Nepal earthquake: At least 79 killed from Tuesday's aftershock

Officials with bullhorns walked through the quake-damaged streets of this small Nepal town Wednesday, calling for people to leave the damaged buildings.

U.S. Marine Corps helicopter delivering relief aid reported missing

Nepalese patients stay inside a makeshift tent outside a hospital following Tuesday's earthquake in Kathmandu. (Niranjan Shrestha/The Associated Press)

Officials with bullhorns walked through the quake-damaged streets of this small Nepal town Wednesday, calling for people to leave the damaged buildings.

The evacuation orders came a day after Nepal, just beginning to rebuild after a devastating April 25 earthquake, was hit by magnitude-7.3 quake. Tuesday's earthquake killed at least 79 people, injured nearly 2,300 and caused landslides that blocked roads and slowed the delivery of relief supplies.

"There is danger!" the officials called out over the bullhorns. "Leave the buildings!"

Most people, though, had fled into the open the day before, and had spent the night in tents or under plastic tarps.

Meanwhile, a U.S. Marine Corps helicopter carrying six Marines and two Nepalese soldiers was reported missing while delivering disaster aid in the country's northeast, U.S. officials said, although there have been no indications the aircraft crashed.

An earthquake victim holds her daughter as she sits next to her belongings at a camp for displaced people in Kathmandu, Nepal, on Wednesday. (Athit Perawongmetha/Reuters)

Home ministry official Laxmi Dhakal said Wednesday that army helicopters were scouring the Sunkhani area, nearly 80 kilometres northeast of Kathmandu, for the missing helicopter.

Tuesday's magnitude-7.3 quake, centred between Kathmandu and Mount Everest, struck hardest in the foothills of the Himalayas. Most of the 65 people confirmed dead by Wednesday morning were in Dolakha district, northeast of Kathmandu, said the district's chief administrator, Prem Lal Lamichane.

"People are terrorized. Everyone is scared here. They spent the night out in the open," Lamichane said, adding the administration was running out of relief material.

He asked the government to send more helicopters and supplies, and said there were many injured people stranded in villages.

Tuesday's quake also left nearly 2,000 injured, according to the Home Ministry's latest count. But that toll was expected to rise as reports trickled in of people in isolated Himalayan towns and villages being buried under rubble, according to the UN's Office for the Coordination of Humanitarian Affairs.

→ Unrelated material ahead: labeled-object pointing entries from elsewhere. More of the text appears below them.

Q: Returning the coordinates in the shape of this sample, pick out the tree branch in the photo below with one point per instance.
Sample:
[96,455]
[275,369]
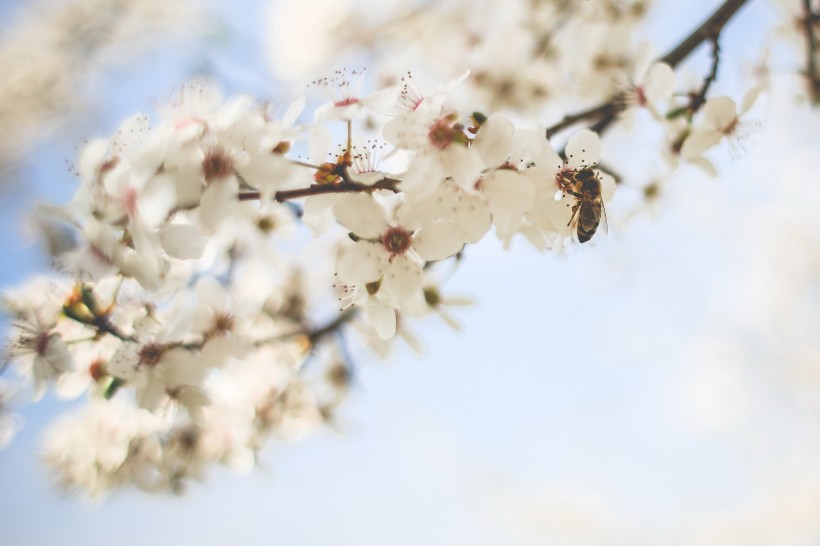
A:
[607,112]
[389,184]
[696,100]
[809,20]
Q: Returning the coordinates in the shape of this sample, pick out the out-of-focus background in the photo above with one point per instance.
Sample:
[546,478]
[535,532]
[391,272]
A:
[659,386]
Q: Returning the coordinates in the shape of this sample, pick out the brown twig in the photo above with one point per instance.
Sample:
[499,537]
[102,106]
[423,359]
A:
[389,184]
[606,113]
[696,100]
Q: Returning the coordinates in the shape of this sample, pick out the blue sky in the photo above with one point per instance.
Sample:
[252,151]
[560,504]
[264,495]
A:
[574,408]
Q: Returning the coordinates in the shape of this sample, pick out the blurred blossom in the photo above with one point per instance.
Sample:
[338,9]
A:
[50,49]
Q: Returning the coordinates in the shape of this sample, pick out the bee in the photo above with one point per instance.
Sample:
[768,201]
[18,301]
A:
[588,210]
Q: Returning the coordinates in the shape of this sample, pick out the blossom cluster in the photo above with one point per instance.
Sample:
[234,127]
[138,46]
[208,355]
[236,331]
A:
[182,311]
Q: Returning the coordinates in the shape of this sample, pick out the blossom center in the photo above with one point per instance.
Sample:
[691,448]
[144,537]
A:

Tremors radiated across parts of Asia. In neighbouring India, at least 16 people were confirmed dead after rooftops or walls collapsed onto them, according to India's Home Ministry. Chinese media reported one death in Tibet.

The magnitude-7.8 earthquake that hit April 25 killed more than 8,150 people and flattened entire villages, leaving hundreds of thousands homeless in the country's worst-recorded quake since 1934. The U.S. Geological Survey said Tuesday's earthquake was the largest aftershock of that quake.

But while Tuesday's quake was terrifying and deadly, it was significantly less powerful than April's and occurred deeper in the Earth. Calculations done by University of Michigan earthquake geophysicist Eric Hetland indicated that about 65,000 people were exposed to "violent" shaking Tuesday — compared to 1.5 million on April 25.

The first quake also drove many people from damaged homes, and officials in Kathmandu and other towns reported the collapse Tuesday of empty buildings.

Impoverished Nepal appealed for billions of dollars in foreign aid after the first quake, as well as medical experts to treat the wounded and helicopters to ferry food and temporary shelters to hundreds of thousands left homeless amid unseasonal rains.

In Washington, Navy Capt. Chris Sims said the missing Huey helicopter was conducting disaster relief operations near the Nepal town of Charikot.

A nearby Indian helicopter heard radio chatter about a possible fuel problem, said U.S. Army Col. Steve Warren. The Huey, carrying tarps and rice, had dropped off supplies and was headed to a second site when contact was lost, he said, adding that there has been no smoke or other signs of a crash.

Due to the rugged terrain, the helicopter could have landed in an area where the crew was unable to get a beacon or radio signal out, Warren said.

In the capital, frightened residents who had returned to their homes only a few days ago had to again set up tents Tuesday night to sleep in empty fields, parking lots and on sidewalks.

"Everyone was saying the earthquakes are over. ... Now I don't want to believe anyone," said 40-year-old produce vendor Ram Hari Sah.